Shareholders also rejected a resolution filed by the activist group Follow This and 26 other investors urging the company to set tighter climate targets. About 19 per cent of shareholders voted for the resolution, compared with 20 per cent a year earlier.
The twin votes were seen as a referendum on the role shareholders want Shell to play in the energy transition, after the company in March weakened a 2030 emissions-reduction target and scrapped a 2035 target completely.
In his opening remarks, chair Andrew Mackenzie said Shell remained committed to cutting its emissions to net zero by 2050 but that more investment in hydrocarbons, particularly in liquefied natural gas, would be needed during the energy transition.
“I believe Shell’s leaders neither overestimate what can change in the short term nor underestimate what can change in the long term,” he said.
Under the UK corporate governance code, a resolution that gains at least 20 per cent of the votes against management advice means the company must report on “actions taken” to address shareholder concerns within six months. Shell said it would meet this obligation by continuing to engage with shareholders on why the revised energy transition strategy will keep the company “on the right path”.
Heightened security meant the annual general meeting proceeded more smoothly than in the previous two years when activists disrupted the event for several hours. This year protesters gathered outside the venue and a small number gained access to the meeting but were quickly removed.
However, in a sign of the level of concern about Shell’s climate commitments during the three hour meeting all but a handful of shareholder questions were climate-related.

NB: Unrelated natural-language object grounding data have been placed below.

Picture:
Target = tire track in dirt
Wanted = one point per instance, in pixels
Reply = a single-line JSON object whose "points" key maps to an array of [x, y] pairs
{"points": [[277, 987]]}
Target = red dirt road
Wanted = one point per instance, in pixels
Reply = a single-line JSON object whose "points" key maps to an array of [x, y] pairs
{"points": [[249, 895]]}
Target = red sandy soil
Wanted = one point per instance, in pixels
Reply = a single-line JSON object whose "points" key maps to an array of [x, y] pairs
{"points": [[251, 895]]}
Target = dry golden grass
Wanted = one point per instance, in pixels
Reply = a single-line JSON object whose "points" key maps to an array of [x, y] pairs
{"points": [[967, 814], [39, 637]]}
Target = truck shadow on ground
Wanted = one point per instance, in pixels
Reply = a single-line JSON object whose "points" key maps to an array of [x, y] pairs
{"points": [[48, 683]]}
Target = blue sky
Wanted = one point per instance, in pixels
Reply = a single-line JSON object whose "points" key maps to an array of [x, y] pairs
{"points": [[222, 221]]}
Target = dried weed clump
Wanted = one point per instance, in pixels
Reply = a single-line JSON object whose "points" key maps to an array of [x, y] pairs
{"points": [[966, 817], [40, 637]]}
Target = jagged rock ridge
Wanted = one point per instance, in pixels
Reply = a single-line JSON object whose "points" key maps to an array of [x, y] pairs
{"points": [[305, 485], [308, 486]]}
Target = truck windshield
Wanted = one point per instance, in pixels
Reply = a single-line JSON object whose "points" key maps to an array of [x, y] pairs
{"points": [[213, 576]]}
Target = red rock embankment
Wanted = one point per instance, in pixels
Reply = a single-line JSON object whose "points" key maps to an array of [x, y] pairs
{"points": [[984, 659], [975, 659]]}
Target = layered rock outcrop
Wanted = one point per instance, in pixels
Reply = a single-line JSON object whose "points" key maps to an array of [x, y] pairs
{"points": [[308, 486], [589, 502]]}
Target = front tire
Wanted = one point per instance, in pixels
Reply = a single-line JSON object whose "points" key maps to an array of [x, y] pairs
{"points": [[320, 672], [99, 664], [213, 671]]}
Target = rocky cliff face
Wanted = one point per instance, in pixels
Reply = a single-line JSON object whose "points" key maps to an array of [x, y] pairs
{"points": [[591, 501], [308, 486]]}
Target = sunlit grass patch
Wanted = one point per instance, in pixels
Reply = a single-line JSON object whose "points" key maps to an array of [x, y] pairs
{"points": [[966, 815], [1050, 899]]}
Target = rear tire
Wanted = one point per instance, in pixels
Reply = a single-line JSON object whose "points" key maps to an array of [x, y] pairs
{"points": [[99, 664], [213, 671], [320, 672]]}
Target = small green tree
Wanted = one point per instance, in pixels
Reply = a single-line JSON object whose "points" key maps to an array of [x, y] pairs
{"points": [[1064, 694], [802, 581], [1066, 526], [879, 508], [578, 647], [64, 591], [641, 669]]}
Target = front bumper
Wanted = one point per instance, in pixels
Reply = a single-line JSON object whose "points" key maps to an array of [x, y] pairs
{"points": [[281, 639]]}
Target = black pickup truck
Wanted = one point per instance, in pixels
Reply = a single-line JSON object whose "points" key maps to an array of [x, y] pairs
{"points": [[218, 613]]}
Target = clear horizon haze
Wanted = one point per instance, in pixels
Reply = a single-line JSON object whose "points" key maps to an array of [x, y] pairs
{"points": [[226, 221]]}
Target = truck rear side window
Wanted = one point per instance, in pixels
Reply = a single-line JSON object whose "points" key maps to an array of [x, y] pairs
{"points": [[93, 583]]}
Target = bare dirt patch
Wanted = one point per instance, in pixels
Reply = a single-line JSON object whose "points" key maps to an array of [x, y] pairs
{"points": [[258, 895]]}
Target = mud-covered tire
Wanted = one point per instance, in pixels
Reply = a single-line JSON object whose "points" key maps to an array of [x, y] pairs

When Shell set its original energy transition strategy in 2021, under former boss Ben van Beurden, it pledged to reduce the net carbon intensity of its energy products by 20 per cent from 2016 levels by 2030, 45 per cent by 2035 and to net zero by 2050. Some 89 per cent of shareholders voted for the strategy at the time.
Under the revised plan it is now aiming for a 15-20 per cent reduction by 2030 and has dropped the 2035 target.
Rather than a commitment to cut the absolute emissions generated by burning fossil fuels, carbon intensity is an accounting treatment that allows Shell to offset the carbon produced by its oil and gas business against its growing sales of lower-carbon products.
The revised pledges reflect chief executive Wael Sawan’s plans to keep growing sales of LNG, while being more selective about the type of low-carbon energy products — such as biofuels, hydrogen and renewable power — it sells.
Sawan told the meeting that Shell had “retired” the 2035 target because of “uncertainty around the pace of change in the transition”.
“As we grow our sale of low-carbon energy solutions to our customers, we expect to gradually reduce sales of oil products such as petrol and diesel,” he said. “For all our investments . . . we’re making clear choices about where we can create the most value.”
Shell’s share price was steady at £28.06 by late afternoon on Tuesday.